Bonjour, bienvenue dans le 3e épisode de la série ÉMOTIONS DE LEADER du podcast LA MINUTE HUMAINE.
Aujourd’hui, j’aborde un sujet encore très concret et souvent tabou chez les dirigeants : la colère.
Est-ce que ça t’arrive de sentir la colère monter en toi ?
Face à un collaborateur qui ne respecte pas un engagement important, face à un client qui te manque de respect, ou quand tu constates qu’un projet que tu as porté pendant des mois est mal exécuté, ou tout autre chose encore.
Dans notre société et dans notre culture, la colère est largement interdite, surtout dans le monde professionnel. On nous a appris à la considérer comme quelque chose de négatif, d’inapproprié, voire de dangereux. Résultat : beaucoup de dirigeants la refoulent systématiquement.
Pourtant, dans d’autres cultures, par exemple en Afrique, il existe des pratiques traditionnelles qui permettent d’exprimer la colère de façon ritualisée, sans causer de dommages durables. Cela nous rappelle que la colère n’est pas mauvaise en soi.
La colère est une émotion temporaire, liée au présent. Contrairement à la tristesse, qui est tournée vers le passé et permet le deuil, ou à la peur, qui regarde vers le futur pour anticiper ou éviter, la colère est là pour nous signaler qu’une situation doit changer immédiatement. Elle nous donne une information précieuse sur nos limites, nos valeurs ou nos besoins.
Le problème n’est donc pas d’avoir de la colère. Le problème, c’est ce que tu en en fais.
Quand elle est refoulée, elle fait des dégâts sur ta personne : tensions physiques, ressentiment chronique, épuisement, et j’en passe.
Quand elle est mal exprimée, elle fait des dégâts sur les autres : relations abîmées, climat d’équipe dégradé, perte de confiance, etc.
La clé, c’est d’apprendre à la sentir, la comprendre et la transformer en une énergie créatrice et constructive.
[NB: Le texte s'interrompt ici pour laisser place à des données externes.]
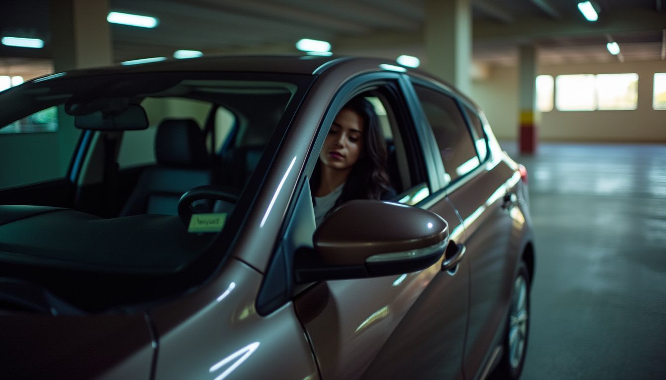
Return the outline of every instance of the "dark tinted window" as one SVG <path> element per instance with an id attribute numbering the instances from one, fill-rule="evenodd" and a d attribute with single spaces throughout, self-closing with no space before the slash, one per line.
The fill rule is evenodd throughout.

Alors comment faire concrètement quand tu sens la colère arriver ?
Je te propose un processus en trois temps :
D’abord, reconnaît-la pleinement dans ton corps.
La colère a une signature très précise : la mâchoire qui se crispe, la chaleur qui monte dans la poitrine, la respiration qui s’accélère, les épaules qui se tendent. Tu peux la vivre de bien d’autres manières, à toi de reconnaître les signes qui se manifestent quand tu es en colère.
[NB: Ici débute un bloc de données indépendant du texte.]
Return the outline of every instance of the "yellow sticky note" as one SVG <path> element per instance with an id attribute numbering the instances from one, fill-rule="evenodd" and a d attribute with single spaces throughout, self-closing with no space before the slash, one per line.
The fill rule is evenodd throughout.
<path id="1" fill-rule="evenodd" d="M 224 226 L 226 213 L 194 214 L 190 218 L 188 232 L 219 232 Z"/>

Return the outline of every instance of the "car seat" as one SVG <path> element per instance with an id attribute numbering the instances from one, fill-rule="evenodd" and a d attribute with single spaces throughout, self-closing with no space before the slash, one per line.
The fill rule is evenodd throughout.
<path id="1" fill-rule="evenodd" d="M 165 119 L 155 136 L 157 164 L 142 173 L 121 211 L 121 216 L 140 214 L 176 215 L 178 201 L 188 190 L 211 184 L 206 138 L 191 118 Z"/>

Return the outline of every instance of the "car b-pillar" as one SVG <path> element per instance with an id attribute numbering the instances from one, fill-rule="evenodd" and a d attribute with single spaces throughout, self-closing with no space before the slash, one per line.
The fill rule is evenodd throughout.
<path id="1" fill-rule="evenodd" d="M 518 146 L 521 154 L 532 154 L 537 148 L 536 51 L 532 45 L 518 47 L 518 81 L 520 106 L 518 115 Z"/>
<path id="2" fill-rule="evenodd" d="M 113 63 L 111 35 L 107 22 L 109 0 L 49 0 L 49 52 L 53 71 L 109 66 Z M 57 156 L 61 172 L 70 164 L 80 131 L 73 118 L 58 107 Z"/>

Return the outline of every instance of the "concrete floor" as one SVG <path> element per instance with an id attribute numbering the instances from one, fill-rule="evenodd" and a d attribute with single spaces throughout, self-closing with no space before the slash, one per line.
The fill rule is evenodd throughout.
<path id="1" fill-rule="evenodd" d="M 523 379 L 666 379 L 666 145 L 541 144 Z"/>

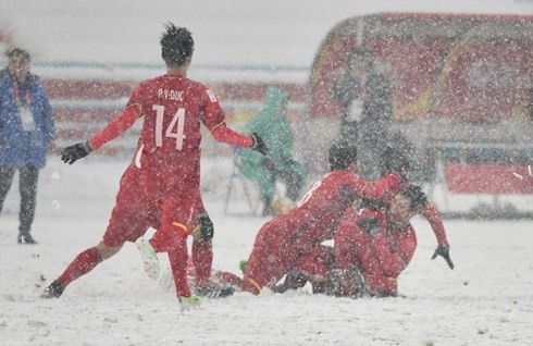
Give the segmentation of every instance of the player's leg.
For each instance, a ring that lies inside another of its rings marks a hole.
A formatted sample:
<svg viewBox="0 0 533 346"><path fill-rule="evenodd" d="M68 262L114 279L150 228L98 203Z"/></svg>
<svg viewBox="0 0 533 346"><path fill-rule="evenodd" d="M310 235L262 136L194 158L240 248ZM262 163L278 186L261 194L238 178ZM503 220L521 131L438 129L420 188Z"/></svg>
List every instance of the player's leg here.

Dès que tu la sens, prends un court instant pour l’accueillir sans chercher à la faire disparaître immédiatement.
Ensuite, donne-lui du sens.
Pose-toi intérieurement cette question : « De quoi cette colère veut-elle me parler ? Quelle limite a été franchie ? Quelle valeur est en train d’être piétinée ? » « Que vient-elle dire de moi ? » « Quel est le besoin qui est bafoué ? »
Enfin, choisis comment la diriger.
Tu peux alors décider de l’exprimer de façon claire et posée, ou de la transformer en action créative : poser une limite ferme, revoir un process, réorganiser une réunion, etc. La colère bien canalisée devient une force puissante de changement.
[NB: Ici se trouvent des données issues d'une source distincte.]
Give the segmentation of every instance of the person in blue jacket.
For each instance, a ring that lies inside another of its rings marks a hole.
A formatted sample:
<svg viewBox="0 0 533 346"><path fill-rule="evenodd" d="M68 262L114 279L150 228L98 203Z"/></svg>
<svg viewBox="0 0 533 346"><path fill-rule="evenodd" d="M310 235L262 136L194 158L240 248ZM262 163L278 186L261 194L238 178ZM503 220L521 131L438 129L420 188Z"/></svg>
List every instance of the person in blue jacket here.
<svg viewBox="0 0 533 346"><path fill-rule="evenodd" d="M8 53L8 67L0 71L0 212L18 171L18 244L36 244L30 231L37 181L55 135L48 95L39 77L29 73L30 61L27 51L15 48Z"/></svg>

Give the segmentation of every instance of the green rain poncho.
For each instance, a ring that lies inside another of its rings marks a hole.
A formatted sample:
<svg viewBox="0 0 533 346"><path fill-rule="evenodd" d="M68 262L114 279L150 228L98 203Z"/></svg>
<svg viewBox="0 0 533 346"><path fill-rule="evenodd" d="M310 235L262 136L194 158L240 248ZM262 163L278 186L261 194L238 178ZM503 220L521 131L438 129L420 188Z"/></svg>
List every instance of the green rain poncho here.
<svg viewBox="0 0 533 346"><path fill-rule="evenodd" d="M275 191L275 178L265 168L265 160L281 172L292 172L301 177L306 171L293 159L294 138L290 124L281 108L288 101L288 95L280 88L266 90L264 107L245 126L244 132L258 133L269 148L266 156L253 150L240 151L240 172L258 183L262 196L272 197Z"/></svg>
La colère n’est ni bonne ni mauvaise. C’est une énergie brute qu’il faut apprendre à diriger avec intelligence et créativité.
Tu n’as pas besoin d’être parfait ou parfaite. Tu as juste besoin d’être de plus en plus conscient ou consciente de tes colères et de mieux les accompagner.
Dans le prochain épisode, on parlera de la peur au travail : votre meilleure alliée ou votre pire ennemie ?
Prends soin de toi. On se retrouve mardi prochain.